Diese und viele ähnliche Fragen stellen sich Menschen in Unternehmen und doch geht es nur um eines, den Menschen im Gebäude. Der Mitarbeiter soll ohne unnötige Barrieren seinem Job nachgehen können und dies ist nicht nur bautechnisch gemeint. Kommunikation ist alles und funktioniert nun mal besser in offenen Bereichen.

Individuelle Bedingungen und das ohne Einzelbüros. Geht das? Ja.

Arbeit passiert dort wo mein Notebook steht, ich gerne arbeite und mich wohlfühle.
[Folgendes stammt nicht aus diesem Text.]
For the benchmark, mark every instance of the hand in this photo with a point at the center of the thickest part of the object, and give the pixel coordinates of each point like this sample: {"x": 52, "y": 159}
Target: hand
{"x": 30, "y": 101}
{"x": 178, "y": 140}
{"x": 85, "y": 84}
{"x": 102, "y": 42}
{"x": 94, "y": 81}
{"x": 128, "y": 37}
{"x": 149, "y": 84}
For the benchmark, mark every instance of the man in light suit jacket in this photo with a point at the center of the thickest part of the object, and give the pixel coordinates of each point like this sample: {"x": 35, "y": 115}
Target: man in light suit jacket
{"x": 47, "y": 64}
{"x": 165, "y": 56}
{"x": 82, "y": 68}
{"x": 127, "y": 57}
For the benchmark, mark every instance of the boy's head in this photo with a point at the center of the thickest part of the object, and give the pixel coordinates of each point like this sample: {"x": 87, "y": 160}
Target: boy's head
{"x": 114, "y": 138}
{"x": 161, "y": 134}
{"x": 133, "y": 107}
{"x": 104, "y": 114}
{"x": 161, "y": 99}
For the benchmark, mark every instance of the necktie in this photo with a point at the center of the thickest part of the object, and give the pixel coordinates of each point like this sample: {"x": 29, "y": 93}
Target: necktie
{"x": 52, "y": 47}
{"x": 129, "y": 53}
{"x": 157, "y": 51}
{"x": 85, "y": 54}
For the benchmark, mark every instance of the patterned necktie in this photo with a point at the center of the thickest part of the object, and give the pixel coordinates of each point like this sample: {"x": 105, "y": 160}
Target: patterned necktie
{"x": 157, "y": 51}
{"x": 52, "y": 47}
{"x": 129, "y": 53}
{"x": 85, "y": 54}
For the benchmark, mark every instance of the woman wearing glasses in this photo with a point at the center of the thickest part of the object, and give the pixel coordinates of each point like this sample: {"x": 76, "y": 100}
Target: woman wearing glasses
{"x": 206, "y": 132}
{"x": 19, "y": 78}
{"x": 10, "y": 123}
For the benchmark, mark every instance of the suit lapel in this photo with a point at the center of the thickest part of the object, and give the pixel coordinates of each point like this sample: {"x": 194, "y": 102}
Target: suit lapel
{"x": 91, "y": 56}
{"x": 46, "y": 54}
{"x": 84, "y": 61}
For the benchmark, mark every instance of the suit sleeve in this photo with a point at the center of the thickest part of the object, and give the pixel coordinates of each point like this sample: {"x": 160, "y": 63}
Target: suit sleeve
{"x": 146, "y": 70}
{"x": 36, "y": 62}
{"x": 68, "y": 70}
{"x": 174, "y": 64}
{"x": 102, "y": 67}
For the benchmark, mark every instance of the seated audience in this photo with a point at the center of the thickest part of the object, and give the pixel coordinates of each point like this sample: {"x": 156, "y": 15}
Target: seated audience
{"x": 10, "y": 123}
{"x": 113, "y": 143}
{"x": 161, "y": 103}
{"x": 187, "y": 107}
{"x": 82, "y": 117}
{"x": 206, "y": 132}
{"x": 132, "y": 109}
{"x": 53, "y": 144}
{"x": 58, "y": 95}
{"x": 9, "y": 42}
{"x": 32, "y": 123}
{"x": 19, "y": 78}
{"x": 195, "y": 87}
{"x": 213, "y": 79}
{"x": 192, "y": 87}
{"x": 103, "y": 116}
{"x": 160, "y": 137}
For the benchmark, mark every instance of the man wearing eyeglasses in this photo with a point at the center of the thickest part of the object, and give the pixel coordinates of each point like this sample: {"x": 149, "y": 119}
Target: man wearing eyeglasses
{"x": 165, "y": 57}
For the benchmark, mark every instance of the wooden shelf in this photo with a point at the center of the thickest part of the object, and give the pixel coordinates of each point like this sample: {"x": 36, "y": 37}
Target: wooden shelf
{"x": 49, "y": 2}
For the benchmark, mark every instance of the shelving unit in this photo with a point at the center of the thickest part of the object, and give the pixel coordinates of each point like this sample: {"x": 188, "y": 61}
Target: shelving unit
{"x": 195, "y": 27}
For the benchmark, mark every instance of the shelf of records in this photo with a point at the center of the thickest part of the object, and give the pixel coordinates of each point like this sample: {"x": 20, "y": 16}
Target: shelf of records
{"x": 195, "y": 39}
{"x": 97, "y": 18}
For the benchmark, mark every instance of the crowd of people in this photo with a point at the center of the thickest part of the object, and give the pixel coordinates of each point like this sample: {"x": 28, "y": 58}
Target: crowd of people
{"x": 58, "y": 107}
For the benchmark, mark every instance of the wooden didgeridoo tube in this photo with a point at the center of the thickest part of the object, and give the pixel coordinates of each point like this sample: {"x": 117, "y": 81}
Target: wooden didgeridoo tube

Genau an diesem Punkt kommt Facility Management ins Spiel. Wer denn außer Facility Management könnte genau solche Szenarien am besten begleiten, umsetzen und unterstützen. Quasi als Drehscheibe für das Wohlfühlen. Frei nach dem Motto „Happy People perform better“. Oder besser noch - wo ich mich wohlfühle, dort erbringe ich gerne Höchstleistungen.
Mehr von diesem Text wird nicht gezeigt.